# devil birds on the wall



## blueshooter (Oct 10, 2009)

Devil birds on the wall


----------



## TEX-O-BOB (Sep 12, 2007)

Nice piece. Who did the work?


----------



## blueshooter (Oct 10, 2009)

I did . . . Chris York that is 
Thanks for the compliment TEX


----------



## xxxxxxBirdDogger (Mar 7, 2008)

The one on the left looks especially natural to me. Chukar butt is usually the end I see of them.  

I'm very impressed, blueshooter. That's really cool that you made the art yourself.


----------



## TEX-O-BOB (Sep 12, 2007)

blueshooter said:


> I did . . . Chris York that is
> Thanks for the compliment TEX


Oh yaaaaa.... I forgot you is a taxidermy guy too!  My bad. Internet ambiguity strikes again.. Sorry.

Like BirdDogger I too like the one on the left. Very nice smooth bird.

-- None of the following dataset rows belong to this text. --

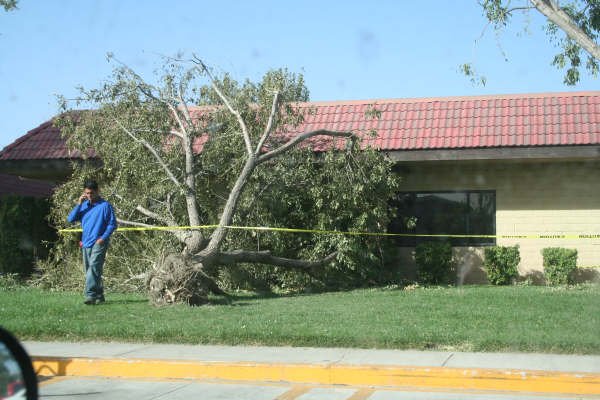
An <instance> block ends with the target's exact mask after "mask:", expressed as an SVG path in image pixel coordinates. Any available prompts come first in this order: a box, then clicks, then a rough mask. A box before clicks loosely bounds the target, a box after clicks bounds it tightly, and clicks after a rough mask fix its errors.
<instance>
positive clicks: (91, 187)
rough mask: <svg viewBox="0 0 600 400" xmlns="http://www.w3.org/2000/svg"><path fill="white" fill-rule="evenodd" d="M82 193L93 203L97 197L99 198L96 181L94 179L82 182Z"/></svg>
mask: <svg viewBox="0 0 600 400" xmlns="http://www.w3.org/2000/svg"><path fill="white" fill-rule="evenodd" d="M83 194H84V195H85V197H87V199H88V200H89V201H90V202H92V203H95V202H96V201H97V200H98V198H100V195H99V194H98V183H97V182H96V181H94V180H87V181H85V182H84V184H83Z"/></svg>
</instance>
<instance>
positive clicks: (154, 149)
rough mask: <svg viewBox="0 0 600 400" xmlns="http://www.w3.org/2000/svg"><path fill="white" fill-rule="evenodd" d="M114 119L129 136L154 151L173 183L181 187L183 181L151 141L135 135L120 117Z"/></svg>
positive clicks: (150, 149) (154, 157)
mask: <svg viewBox="0 0 600 400" xmlns="http://www.w3.org/2000/svg"><path fill="white" fill-rule="evenodd" d="M114 121H115V122H116V123H117V125H119V127H120V128H121V129H122V130H123V131H124V132H125V133H127V135H129V137H131V138H132V139H133V140H134V141H136V142H137V143H140V144H142V145H143V146H144V147H145V148H146V149H148V151H149V152H150V153H152V155H153V156H154V158H156V161H158V163H159V164H160V166H161V167H162V168H163V169H164V170H165V172H166V173H167V175H168V176H169V179H171V181H173V183H175V184H176V185H177V186H178V187H181V182H179V181H178V180H177V178H176V177H175V175H174V174H173V172H171V170H170V169H169V167H168V166H167V164H166V163H165V162H164V160H163V159H162V157H161V156H160V155H159V154H158V152H157V151H156V149H155V148H154V147H152V145H151V144H150V143H148V142H147V141H145V140H144V139H140V138H138V137H137V136H135V135H134V134H133V133H132V132H131V131H130V130H129V129H127V128H126V127H125V125H123V124H122V123H121V121H119V120H118V119H116V118H115V119H114Z"/></svg>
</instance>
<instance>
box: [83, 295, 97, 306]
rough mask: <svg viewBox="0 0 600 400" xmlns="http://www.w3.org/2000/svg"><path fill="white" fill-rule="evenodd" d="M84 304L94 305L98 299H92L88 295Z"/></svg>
mask: <svg viewBox="0 0 600 400" xmlns="http://www.w3.org/2000/svg"><path fill="white" fill-rule="evenodd" d="M83 304H85V305H88V306H93V305H94V304H96V299H92V298H90V297H88V298H87V299H85V301H84V302H83Z"/></svg>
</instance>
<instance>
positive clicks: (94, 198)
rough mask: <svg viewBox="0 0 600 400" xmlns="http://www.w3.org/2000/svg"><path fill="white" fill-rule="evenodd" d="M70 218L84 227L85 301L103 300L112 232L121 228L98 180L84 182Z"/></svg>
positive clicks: (72, 210) (70, 218)
mask: <svg viewBox="0 0 600 400" xmlns="http://www.w3.org/2000/svg"><path fill="white" fill-rule="evenodd" d="M67 220H68V221H69V222H71V223H73V222H76V221H81V228H82V230H83V235H82V237H81V243H80V245H81V250H82V252H83V266H84V268H85V302H84V303H85V304H88V305H93V304H100V303H103V302H104V286H103V285H102V269H103V267H104V258H105V257H106V250H107V249H108V244H109V241H110V235H111V234H112V233H113V232H114V231H115V230H116V229H117V219H116V218H115V213H114V211H113V208H112V206H111V205H110V203H109V202H108V201H106V200H104V199H103V198H102V197H100V194H99V193H98V184H97V183H96V182H95V181H91V180H90V181H86V182H85V183H84V185H83V194H82V195H81V196H80V197H79V201H78V204H77V205H76V206H75V208H73V210H72V211H71V212H70V213H69V216H68V218H67Z"/></svg>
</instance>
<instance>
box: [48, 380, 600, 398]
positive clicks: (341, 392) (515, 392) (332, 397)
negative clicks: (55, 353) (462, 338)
mask: <svg viewBox="0 0 600 400" xmlns="http://www.w3.org/2000/svg"><path fill="white" fill-rule="evenodd" d="M40 398H41V399H60V400H92V399H103V400H106V399H138V400H151V399H152V400H155V399H174V400H178V399H186V400H188V399H203V400H217V399H220V400H221V399H222V400H225V399H227V400H296V399H297V400H366V399H368V400H408V399H411V400H426V399H427V400H476V399H477V400H509V399H516V400H551V399H552V400H569V399H573V400H575V399H600V396H582V395H573V396H569V395H565V394H564V393H563V394H556V395H552V394H549V393H544V394H540V393H519V392H510V393H507V392H489V391H486V392H477V391H466V390H460V389H458V390H455V391H452V392H449V391H434V390H432V389H423V388H419V389H417V388H408V387H353V386H346V385H304V384H289V383H279V382H275V383H265V382H255V383H253V382H229V381H228V382H224V381H223V382H220V381H208V380H207V381H204V380H184V379H178V380H172V379H168V380H167V379H162V380H158V379H114V378H105V377H97V378H94V377H91V378H90V377H88V378H82V377H52V378H45V379H43V381H42V382H40Z"/></svg>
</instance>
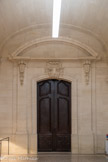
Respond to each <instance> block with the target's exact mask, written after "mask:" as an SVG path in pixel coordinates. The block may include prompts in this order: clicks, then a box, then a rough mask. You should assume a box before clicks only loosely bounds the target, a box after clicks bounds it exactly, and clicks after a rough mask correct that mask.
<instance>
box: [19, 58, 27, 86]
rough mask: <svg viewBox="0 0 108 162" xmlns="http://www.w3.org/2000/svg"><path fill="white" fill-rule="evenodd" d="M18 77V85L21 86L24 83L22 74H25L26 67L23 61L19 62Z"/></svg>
mask: <svg viewBox="0 0 108 162" xmlns="http://www.w3.org/2000/svg"><path fill="white" fill-rule="evenodd" d="M18 65H19V75H20V83H21V85H23V83H24V72H25V67H26V63H25V61H24V60H21V61H20V62H19V63H18Z"/></svg>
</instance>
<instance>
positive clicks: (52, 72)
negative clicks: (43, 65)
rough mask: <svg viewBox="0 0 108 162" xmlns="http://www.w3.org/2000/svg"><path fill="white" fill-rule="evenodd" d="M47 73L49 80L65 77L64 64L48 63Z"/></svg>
mask: <svg viewBox="0 0 108 162" xmlns="http://www.w3.org/2000/svg"><path fill="white" fill-rule="evenodd" d="M45 72H46V73H47V75H48V76H49V78H59V77H60V76H62V75H63V67H62V63H61V62H59V61H49V62H47V63H46V68H45Z"/></svg>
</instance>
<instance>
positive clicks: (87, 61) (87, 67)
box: [83, 60, 91, 85]
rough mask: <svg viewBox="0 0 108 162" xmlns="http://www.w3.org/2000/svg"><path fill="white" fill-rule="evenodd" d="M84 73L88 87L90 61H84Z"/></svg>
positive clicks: (88, 60) (89, 71) (85, 78)
mask: <svg viewBox="0 0 108 162" xmlns="http://www.w3.org/2000/svg"><path fill="white" fill-rule="evenodd" d="M83 68H84V73H85V82H86V84H87V85H88V84H89V75H90V68H91V61H90V60H86V61H85V63H84V64H83Z"/></svg>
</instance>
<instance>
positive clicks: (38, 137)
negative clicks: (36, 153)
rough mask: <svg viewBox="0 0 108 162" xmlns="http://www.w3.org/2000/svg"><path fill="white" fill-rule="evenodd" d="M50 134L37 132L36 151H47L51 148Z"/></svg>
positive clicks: (51, 149)
mask: <svg viewBox="0 0 108 162" xmlns="http://www.w3.org/2000/svg"><path fill="white" fill-rule="evenodd" d="M52 142H53V140H52V135H48V134H47V135H46V134H39V135H38V151H40V152H46V151H47V152H48V151H52V150H53V145H52Z"/></svg>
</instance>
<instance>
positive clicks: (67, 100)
mask: <svg viewBox="0 0 108 162" xmlns="http://www.w3.org/2000/svg"><path fill="white" fill-rule="evenodd" d="M57 117H58V118H57V121H58V132H60V133H68V130H69V101H68V100H67V99H65V98H59V99H58V107H57Z"/></svg>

The rocky outcropping habitat is sweet too.


----------



## pheaz (Feb 11, 2011)

Very nice work how much would you charge to repeat this work?


----------



## JuddCT (Sep 7, 2007)

pheaz said:


> Very nice work how much would you charge to repeat this work?


+1 I too would like to know.


----------



## duneman101 (Nov 6, 2009)

i like the eye on that one on the point, really says devil bird to me.


----------



## blueshooter (Oct 10, 2009)

pms sent


----------